New directives PrivateIPC and IPCNamespacePath

1 files changed, 48 insertions, 1 deletions

diff --git a/man/systemd.exec.xml b/man/systemd.exec.xml
index 30e64224c3..51f873f8cd 100644
--- a/man/systemd.exec.xml
+++ b/man/systemd.exec.xml
@@ -1604,6 +1604,53 @@ BindReadOnlyPaths=/var/lib/systemd</programlisting>
       </varlistentry>
 
       <varlistentry>
+        <term><varname>PrivateIPC=</varname></term>
+
+        <listitem><para>Takes a boolean argument. If true, sets up a new IPC namespace for the executed processes.
+        Each IPC namespace has its own set of System V IPC identifiers and its own POSIX message queue file system.

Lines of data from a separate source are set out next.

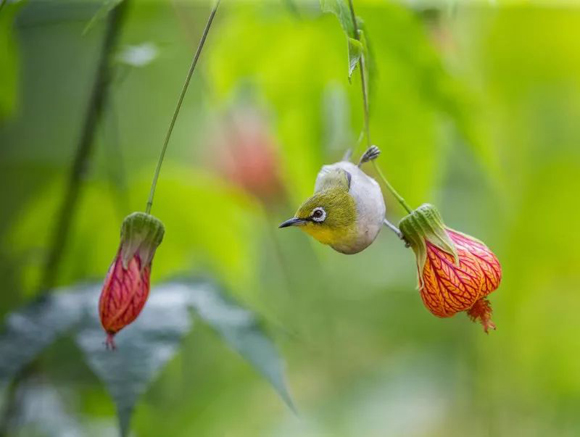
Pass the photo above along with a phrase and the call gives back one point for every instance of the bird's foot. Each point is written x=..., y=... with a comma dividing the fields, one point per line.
x=371, y=154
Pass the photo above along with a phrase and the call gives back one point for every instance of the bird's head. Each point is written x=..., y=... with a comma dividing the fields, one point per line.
x=329, y=216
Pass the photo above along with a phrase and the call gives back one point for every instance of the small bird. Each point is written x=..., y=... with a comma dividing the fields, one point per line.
x=347, y=210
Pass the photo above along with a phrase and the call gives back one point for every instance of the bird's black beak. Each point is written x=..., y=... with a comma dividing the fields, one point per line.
x=292, y=222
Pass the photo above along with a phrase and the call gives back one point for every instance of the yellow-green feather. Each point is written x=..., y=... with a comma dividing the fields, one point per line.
x=339, y=228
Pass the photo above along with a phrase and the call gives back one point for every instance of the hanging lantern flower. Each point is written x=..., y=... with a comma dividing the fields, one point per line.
x=126, y=286
x=456, y=271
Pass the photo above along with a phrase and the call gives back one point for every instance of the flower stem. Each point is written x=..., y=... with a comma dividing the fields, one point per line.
x=179, y=103
x=365, y=95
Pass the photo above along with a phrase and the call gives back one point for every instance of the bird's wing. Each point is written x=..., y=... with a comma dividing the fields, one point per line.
x=332, y=177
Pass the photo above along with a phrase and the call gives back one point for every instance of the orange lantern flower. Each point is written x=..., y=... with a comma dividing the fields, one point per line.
x=126, y=286
x=456, y=271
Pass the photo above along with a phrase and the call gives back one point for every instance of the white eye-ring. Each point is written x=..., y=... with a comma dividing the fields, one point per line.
x=318, y=214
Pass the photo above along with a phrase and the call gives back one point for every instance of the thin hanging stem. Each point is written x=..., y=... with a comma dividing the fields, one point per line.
x=179, y=103
x=367, y=130
x=363, y=81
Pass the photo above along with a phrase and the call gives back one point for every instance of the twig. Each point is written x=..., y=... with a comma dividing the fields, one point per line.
x=96, y=104
x=179, y=103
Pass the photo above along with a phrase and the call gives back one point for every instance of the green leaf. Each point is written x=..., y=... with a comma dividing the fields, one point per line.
x=342, y=12
x=138, y=55
x=8, y=60
x=241, y=330
x=106, y=7
x=355, y=53
x=143, y=348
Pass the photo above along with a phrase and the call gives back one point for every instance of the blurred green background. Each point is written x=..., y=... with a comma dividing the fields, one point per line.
x=475, y=108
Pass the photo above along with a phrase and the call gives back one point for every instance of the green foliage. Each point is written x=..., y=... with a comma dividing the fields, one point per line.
x=472, y=111
x=145, y=346
x=342, y=12
x=8, y=60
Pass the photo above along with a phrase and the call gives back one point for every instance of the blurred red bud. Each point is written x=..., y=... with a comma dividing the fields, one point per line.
x=247, y=155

+        This is useful to avoid name clash of IPC identifiers. Defaults to false. It is possible to run two or
+        more units within the same private IPC namespace by using the <varname>JoinsNamespaceOf=</varname> directive,
+        see <citerefentry><refentrytitle>systemd.unit</refentrytitle><manvolnum>5</manvolnum></citerefentry> for
+        details.</para>
+
+        <para>Note that IPC namespacing does not have an effect on
+        <constant>AF_UNIX</constant> sockets, which are the most common
+        form of IPC used on Linux. Instead, <constant>AF_UNIX</constant>
+        sockets in the file system are subject to mount namespacing, and
+        those in the abstract namespace are subject to network namespacing.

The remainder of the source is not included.